Truth is truth wherever you find it, from a fortune cookie to a line scrawled on the sidewalk.
And the truth is? I’m a misfit and a rebel. I have been since I was 3 years old. My earliest memory is from when I was about 4, and I crept away from the backyard into the woods, because I wasn’t supposed to go there, but it was alive and interesting and I wanted to see what the world looked like on the other side of the hill. I can remember being 6 and getting in trouble in kindergarten for not wanting to play house or dolls — I wanted to build a fort under a table and pretend to be a family of dogs taking shelter from the storm.
I’ve never been what anyone wanted of me, and I’ve never done things the way others did. And I’ve never been sorry about it, either.
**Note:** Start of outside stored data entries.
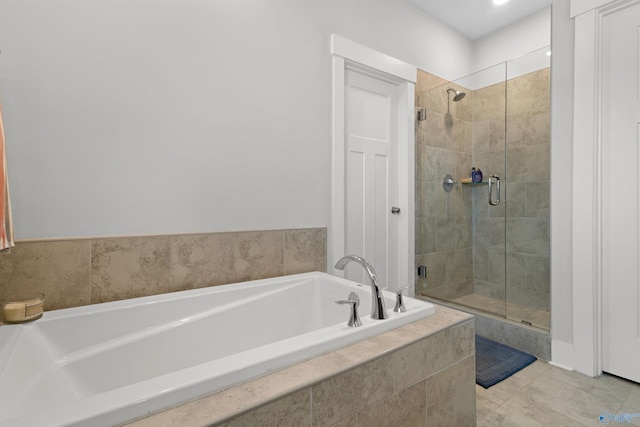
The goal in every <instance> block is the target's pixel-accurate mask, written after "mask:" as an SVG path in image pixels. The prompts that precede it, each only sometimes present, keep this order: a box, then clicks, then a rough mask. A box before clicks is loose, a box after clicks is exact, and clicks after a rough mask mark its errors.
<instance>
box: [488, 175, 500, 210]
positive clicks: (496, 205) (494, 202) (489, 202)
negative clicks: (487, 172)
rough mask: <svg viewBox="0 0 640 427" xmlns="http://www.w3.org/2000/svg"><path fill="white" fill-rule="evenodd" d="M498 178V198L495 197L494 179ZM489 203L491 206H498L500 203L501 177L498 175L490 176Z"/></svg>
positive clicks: (489, 188)
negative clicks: (492, 184) (493, 198)
mask: <svg viewBox="0 0 640 427" xmlns="http://www.w3.org/2000/svg"><path fill="white" fill-rule="evenodd" d="M494 179H495V180H496V183H497V185H498V198H497V199H495V201H494V199H493V186H492V184H493V180H494ZM489 204H490V205H491V206H498V205H499V204H500V177H499V176H498V175H491V176H489Z"/></svg>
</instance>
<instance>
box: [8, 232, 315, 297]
mask: <svg viewBox="0 0 640 427" xmlns="http://www.w3.org/2000/svg"><path fill="white" fill-rule="evenodd" d="M326 234H327V233H326V229H325V228H314V229H295V230H276V231H244V232H229V233H209V234H185V235H169V236H146V237H118V238H101V239H78V240H60V241H50V240H48V241H33V242H17V243H16V247H15V248H13V249H12V250H11V253H9V254H2V255H0V301H2V300H5V299H7V298H14V297H16V298H19V297H20V295H24V294H25V293H30V292H42V293H44V294H45V298H46V302H45V310H55V309H60V308H68V307H75V306H80V305H87V304H96V303H101V302H107V301H115V300H121V299H127V298H134V297H141V296H147V295H155V294H161V293H166V292H174V291H181V290H187V289H194V288H202V287H206V286H215V285H221V284H225V283H234V282H239V281H246V280H254V279H263V278H268V277H276V276H282V275H286V274H294V273H302V272H309V271H326Z"/></svg>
I’m not sure I’ll ever get the chance to change the world per this quote above, and I’m certainly no genius. I’m not even a hero, and my name won’t ever be sung alongside the names in Ann Reed’s song.
But I’m okay with that.
Sometimes, being a rebel means living quietly in a manner which is solely yours, no one else’s. The world is full of quiet rebels, donating money to causes, marching in protests, playing the game of capitalism, and yet their spirits fight every day from their homes and cars and dreams. To be a rebel doesn’t mean one must be famous to make a difference. And any difference, no matter how small, counts towards the greater whole.
Maybe I’m not the rebel who will push the human race forward. But you better believe I’ll be right beside her starting to walk and backing her up.